Immediately when the timer goes off, begin removing the stripper. Cover the paint scraping tool with a rag for deep narrow groves. Use toothbrush bristles or other scrub brushes to remove the stripper and paint. Realize that you may need several sets of brushes to use as the stripper and the scrubbing process can eat up the bristles.
Apply a gel stripper to the areas in the wood floors where paint has not yet been removed. Follow the application directions, set your timer for the removal time, and then remove the gel remover when the timer goes off.

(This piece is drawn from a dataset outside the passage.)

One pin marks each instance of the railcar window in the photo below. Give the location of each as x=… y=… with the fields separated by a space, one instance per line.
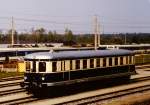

Wipe down the floors and grooves with a rag and clean water or a scrub brush with a damp rag wrapped around the bristles (to protect the floors). Change the rags regularly. Follow the disposal directions for the rags soaked with paint stripper as these can be flammable and toxic.
Repeat using the strippers once or twice more. Then follow the stripper recommendations on cleaning the wood floors completely.
For the remaining stubborn areas, apply heat from a heat gun available at home improvement warehouses. Read the directions and follow the heat setting recommendations for the heat gun and the wood-and-paint combination that you are dealing with. Gently scrape and remove the softened paint out of the grooves using a paint scrapper, toothbrush bristles, or even toothpicks or large sewing needles or pins--use whatever will get in the groove to pull the paint out without damaging the wood floors.
It may be necessary to use stripper-liquid or gel, standard full-strength or environmentally friendly versions-to remove the last bit of residue left in the grooves after the main paint chunks, streaks and drips have been removed by the heat gun. Wipe the away with a rag, you might need to cover a scrapper or another object with the rag to fit in the grooves.